Indien na oplegging van een (gevangenisstraf in combinatie met een) tbs met voorwaarden de voorlopige hechtenis direct wordt opgeheven of de verdachte zich niet (meer) in voorlopige hechtenis bevindt, ontstaat tot het moment dat de tbs met voorwaarden onherroepelijk wordt, een toezichtloze periode. Gelet op het gevaarscriterium dient daarom als uitgangspunt te gelden dat de officier van justitie of advocaat-generaal in die gevallen de dadelijke uitvoerbaarheid van de tbs met voorwaarden vordert.
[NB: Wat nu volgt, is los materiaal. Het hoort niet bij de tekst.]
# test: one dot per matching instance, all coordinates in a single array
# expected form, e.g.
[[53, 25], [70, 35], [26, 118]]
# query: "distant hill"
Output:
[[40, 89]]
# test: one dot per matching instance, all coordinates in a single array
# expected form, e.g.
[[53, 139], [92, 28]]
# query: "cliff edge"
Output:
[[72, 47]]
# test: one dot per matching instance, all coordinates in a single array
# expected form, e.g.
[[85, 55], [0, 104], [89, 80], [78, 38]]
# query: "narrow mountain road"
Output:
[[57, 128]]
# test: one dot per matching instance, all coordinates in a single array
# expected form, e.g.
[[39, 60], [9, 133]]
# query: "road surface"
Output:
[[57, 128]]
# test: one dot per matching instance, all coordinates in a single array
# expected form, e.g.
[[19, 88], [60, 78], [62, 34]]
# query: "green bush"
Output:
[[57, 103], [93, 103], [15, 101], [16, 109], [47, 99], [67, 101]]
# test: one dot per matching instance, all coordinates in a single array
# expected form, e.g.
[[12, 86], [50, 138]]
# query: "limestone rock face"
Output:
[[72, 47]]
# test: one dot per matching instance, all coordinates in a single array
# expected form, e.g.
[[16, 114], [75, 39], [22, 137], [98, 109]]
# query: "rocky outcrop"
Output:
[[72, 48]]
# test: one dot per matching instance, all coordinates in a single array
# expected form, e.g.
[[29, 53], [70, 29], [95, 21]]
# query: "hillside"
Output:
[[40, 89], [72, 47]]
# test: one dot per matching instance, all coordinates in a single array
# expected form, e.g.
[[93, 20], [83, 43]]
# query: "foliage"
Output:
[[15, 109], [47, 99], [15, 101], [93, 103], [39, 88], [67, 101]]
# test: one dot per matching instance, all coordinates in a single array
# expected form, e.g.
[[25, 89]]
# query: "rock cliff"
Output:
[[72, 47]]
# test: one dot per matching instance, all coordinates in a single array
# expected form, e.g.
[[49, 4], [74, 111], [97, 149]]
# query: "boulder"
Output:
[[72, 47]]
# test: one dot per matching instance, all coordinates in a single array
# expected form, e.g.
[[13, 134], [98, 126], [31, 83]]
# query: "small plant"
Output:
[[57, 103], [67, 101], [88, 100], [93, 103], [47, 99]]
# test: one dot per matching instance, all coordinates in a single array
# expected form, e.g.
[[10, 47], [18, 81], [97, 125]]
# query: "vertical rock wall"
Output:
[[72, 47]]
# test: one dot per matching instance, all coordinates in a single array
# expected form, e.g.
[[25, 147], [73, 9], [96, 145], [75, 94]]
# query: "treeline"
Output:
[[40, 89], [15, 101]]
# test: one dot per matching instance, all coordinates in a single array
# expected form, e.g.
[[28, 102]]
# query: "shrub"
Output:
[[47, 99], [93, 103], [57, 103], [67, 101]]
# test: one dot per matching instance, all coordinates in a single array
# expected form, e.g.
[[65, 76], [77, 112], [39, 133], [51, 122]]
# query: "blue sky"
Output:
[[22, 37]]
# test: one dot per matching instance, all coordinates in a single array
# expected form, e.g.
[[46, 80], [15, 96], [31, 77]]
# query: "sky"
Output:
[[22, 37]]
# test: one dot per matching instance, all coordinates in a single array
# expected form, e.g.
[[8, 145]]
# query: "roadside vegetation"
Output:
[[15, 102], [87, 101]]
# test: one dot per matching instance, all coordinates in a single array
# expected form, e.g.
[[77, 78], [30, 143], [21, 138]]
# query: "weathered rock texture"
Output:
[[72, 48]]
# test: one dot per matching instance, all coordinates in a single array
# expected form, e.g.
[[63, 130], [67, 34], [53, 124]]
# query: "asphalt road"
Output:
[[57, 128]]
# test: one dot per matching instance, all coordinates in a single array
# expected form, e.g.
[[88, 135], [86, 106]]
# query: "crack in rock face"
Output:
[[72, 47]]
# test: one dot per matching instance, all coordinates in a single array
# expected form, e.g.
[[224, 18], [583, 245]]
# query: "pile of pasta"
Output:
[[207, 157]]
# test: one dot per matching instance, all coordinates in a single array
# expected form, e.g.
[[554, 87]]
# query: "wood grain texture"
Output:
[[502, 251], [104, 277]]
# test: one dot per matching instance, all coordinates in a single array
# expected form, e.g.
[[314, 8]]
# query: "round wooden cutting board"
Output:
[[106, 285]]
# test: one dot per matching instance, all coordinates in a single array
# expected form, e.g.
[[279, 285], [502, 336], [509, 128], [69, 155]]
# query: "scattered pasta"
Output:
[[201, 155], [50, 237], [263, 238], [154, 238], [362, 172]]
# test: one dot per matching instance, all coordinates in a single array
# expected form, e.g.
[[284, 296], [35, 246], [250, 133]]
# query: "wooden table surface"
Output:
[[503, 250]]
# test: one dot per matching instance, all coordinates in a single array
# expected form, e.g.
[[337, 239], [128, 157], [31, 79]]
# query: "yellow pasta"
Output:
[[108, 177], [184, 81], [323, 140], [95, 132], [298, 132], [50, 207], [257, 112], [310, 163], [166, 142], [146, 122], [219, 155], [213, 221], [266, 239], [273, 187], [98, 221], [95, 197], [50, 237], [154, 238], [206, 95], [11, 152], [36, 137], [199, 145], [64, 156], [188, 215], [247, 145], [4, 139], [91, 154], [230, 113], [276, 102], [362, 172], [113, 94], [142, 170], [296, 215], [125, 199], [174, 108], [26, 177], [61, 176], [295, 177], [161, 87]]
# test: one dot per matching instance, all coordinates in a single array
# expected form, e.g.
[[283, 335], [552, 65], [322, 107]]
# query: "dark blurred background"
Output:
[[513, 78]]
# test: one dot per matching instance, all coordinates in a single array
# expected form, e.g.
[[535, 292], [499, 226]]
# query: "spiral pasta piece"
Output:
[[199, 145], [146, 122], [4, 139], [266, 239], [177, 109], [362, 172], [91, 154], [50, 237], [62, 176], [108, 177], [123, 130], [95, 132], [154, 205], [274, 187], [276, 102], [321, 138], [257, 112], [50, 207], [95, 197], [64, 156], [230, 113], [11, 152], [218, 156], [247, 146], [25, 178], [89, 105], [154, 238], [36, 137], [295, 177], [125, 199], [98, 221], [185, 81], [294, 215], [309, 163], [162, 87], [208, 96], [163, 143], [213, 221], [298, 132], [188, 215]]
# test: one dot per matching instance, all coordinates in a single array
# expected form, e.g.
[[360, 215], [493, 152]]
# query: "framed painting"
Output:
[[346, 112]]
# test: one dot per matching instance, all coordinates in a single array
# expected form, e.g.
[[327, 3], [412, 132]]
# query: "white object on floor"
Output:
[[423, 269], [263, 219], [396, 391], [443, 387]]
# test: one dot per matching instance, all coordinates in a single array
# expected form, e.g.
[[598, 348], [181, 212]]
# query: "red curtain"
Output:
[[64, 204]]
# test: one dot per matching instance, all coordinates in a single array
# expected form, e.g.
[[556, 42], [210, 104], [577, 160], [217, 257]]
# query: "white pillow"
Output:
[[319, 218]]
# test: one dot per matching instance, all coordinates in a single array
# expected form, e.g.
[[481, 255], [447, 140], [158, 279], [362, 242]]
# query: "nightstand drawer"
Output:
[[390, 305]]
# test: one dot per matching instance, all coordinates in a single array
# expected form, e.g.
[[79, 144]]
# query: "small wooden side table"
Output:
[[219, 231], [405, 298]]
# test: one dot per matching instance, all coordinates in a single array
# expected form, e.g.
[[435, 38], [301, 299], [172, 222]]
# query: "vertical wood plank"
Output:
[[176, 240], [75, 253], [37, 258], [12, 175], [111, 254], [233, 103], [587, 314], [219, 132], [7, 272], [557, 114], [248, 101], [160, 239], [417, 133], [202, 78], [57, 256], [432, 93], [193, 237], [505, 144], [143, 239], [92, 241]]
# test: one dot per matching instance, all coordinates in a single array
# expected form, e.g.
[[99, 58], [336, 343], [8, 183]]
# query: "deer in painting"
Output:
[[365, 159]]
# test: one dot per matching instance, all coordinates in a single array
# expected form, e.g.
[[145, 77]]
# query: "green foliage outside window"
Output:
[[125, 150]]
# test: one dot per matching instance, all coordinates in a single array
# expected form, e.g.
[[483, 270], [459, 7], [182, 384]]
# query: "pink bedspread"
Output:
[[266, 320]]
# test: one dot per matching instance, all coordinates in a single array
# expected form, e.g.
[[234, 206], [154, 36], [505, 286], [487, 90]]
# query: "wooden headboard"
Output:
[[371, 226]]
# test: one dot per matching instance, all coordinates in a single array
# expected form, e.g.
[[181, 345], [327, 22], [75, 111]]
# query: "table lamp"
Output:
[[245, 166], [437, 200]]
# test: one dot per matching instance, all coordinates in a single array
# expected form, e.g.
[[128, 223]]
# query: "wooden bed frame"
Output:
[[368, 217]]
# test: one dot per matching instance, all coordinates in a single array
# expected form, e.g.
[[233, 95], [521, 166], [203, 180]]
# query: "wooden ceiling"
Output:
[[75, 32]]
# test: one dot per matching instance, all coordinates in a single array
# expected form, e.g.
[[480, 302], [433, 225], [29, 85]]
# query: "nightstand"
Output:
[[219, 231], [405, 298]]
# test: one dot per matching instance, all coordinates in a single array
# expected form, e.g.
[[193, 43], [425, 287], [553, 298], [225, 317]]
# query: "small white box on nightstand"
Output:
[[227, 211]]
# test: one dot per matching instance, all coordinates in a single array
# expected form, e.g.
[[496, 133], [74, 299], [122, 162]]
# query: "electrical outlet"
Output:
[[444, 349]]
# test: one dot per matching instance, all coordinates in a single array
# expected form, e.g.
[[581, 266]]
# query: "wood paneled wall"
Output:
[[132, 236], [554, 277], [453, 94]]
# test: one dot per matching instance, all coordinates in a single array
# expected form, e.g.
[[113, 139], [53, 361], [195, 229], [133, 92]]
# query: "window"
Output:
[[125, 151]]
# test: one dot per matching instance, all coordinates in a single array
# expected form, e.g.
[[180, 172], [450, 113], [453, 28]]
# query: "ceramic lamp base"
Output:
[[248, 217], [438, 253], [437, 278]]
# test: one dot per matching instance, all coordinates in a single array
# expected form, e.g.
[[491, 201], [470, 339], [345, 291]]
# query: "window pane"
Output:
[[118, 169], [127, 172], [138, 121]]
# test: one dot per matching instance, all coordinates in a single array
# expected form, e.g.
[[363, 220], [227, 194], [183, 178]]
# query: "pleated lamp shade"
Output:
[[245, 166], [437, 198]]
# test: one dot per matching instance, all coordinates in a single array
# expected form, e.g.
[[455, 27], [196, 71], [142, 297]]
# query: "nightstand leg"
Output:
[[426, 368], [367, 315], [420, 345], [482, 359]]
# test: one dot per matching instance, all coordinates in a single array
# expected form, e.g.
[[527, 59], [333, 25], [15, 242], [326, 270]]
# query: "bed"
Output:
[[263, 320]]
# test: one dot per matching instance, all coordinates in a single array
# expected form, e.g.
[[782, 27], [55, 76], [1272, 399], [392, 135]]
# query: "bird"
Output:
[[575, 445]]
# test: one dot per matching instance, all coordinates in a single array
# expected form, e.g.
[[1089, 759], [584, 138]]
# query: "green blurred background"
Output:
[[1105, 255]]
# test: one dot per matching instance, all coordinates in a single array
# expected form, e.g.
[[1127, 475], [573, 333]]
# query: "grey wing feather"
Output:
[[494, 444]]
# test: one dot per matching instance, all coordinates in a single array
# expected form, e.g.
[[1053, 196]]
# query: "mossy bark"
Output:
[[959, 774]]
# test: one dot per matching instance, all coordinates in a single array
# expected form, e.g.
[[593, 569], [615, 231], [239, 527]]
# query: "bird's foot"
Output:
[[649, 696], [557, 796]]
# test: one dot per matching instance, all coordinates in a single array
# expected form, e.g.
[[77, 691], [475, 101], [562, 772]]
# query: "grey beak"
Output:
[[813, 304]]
Wanneer de rechter die vordering inwilligt, gaat de tbs met voorwaarden in op het ogenblik waarop de verdachte ter tenuitvoerlegging van het bevel dadelijke uitvoerbaarheid wordt aangehouden dan wel op het tijdstip waarop de tenuitvoerlegging van een ander bevel tot vrijheidsbeneming, in dezelfde zaak gegeven, eindigt.

1.2. Tbs met voorwaarden in combinatie met een gevangenisstraf langer dan drie jaar (artikel 38 lid 3, 4, 5 Sr)

[Regeling vervallen per 01-03-2021]

Wanneer de officier van justitie of advocaat-generaal meer dan drie jaar gevangenisstraf (maximaal is vijf jaar mogelijk) vordert in combinatie met een tbs met voorwaarden, legt de rechter, indien die eis wordt gevolgd, in de uitspraak in ieder geval slechts de aard van de zorgverlening (ambulante behandeling, klinische opname of bijvoorbeeld opname in een instelling voor begeleid wonen) vast.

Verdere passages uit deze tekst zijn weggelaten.